Serve tanta determinazione e, una volta lì, tanta
concentrazione. Si entra nelle case della gente, alle 18:30
e alle 19 poi, con Studio Aperto Tg4, sei anche uno dei
primi ad informare le persone su quello che accade in un Tg
istituzionale e non puoi permetterti errori. In tre mesi ho
dato il massimo e la soddisfazione è stata parecchia».
Progetti futuri?
«Continuare sulla strada segnata questa estate».
Sogni nel cassetto?
«Bisogna vivere di sogni perché aiutano a mantenerci vivi.
Mi basterebbe poter continuare a lavorare onestamente e
coronare un percorso lungo e laborioso stabilendomi,
finalmente, in un posto. Poi si riaffaccia quel sogno di
bambino e durato troppo poco ad Agon di poter condurre un
altro Tg.
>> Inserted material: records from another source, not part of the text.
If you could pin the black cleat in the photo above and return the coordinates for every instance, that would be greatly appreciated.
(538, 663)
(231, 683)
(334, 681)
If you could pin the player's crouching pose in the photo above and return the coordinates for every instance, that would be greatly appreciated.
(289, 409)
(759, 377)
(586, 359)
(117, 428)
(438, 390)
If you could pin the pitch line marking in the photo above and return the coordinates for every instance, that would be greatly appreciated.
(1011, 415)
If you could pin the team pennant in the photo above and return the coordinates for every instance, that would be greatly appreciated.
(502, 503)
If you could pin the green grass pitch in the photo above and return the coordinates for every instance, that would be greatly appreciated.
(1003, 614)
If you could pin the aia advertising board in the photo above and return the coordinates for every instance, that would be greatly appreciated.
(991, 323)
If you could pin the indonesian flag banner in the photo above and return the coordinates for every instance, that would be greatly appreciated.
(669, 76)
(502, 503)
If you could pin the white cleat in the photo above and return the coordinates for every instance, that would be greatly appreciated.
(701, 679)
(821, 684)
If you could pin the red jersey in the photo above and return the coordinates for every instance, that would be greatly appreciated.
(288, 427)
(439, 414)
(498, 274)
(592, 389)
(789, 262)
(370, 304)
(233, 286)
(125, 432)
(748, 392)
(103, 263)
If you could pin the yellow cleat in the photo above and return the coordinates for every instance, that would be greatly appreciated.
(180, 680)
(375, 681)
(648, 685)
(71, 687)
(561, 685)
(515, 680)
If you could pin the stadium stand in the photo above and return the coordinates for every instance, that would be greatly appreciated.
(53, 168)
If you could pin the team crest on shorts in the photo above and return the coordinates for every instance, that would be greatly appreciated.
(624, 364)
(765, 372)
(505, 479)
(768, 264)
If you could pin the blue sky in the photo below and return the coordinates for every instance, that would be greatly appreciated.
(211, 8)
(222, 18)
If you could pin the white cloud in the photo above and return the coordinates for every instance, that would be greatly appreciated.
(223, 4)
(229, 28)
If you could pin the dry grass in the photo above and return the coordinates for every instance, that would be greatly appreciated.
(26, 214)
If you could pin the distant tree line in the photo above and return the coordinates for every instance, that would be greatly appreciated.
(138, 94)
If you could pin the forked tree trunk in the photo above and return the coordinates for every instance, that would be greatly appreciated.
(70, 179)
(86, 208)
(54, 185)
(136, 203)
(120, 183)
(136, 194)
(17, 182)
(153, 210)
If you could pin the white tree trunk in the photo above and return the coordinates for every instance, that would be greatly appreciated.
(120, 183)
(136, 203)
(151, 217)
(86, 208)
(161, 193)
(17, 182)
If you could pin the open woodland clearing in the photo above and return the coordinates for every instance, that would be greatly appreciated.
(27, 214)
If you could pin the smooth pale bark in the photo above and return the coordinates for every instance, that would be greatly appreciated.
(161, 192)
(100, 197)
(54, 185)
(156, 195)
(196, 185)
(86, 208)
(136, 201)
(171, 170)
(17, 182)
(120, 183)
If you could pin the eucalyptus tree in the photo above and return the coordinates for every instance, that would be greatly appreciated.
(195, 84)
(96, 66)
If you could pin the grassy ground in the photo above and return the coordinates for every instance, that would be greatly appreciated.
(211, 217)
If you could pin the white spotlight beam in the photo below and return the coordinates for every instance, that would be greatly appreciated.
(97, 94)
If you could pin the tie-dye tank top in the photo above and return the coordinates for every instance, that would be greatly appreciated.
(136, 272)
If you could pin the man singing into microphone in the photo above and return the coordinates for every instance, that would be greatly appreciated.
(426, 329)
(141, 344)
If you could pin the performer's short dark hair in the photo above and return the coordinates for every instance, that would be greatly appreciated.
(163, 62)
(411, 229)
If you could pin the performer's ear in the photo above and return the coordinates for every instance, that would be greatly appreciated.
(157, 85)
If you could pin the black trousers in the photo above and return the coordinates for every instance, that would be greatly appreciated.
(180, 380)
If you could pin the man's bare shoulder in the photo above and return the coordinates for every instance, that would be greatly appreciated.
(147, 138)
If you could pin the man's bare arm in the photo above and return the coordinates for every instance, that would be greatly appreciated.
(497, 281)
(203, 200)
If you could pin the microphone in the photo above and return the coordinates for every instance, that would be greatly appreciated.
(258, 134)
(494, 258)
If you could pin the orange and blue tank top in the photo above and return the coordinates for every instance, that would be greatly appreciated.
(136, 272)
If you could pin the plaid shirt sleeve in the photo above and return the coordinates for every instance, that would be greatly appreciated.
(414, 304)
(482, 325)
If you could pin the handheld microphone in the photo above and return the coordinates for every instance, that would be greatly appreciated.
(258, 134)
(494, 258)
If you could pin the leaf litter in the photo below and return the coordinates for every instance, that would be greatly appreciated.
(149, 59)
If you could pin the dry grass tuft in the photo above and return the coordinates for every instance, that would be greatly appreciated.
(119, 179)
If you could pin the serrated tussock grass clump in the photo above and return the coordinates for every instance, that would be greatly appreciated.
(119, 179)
Ma anche un programma tutto mio di
approfondimento, news, ospiti e interviste non sarebbe male.
Magari!».
Il giornalismo è una professione difficile, impegnativa,
che a volte mette a dura prova ma porta anche tante
soddisfazioni. Un consiglio per gli aspiranti giornalisti
che si stanno affacciando in questo mondo.
«Un consiglio? Credeteci ragazzi, credeteci sempre e se
sentite dentro di voi il "sacro fuoco", alimentatelo sempre
con legna nuova, anche quando le cose sembrano difficili,
insormontabili, non abbattetevi. Passione, determinazione,
curiosità, voglia e pazienza. Sappiate aspettare le
opportunità giuste, ma siate anche pronti ad andarvi a
prendere le cose da soli perché nessuno vi regalerà mai
nulla».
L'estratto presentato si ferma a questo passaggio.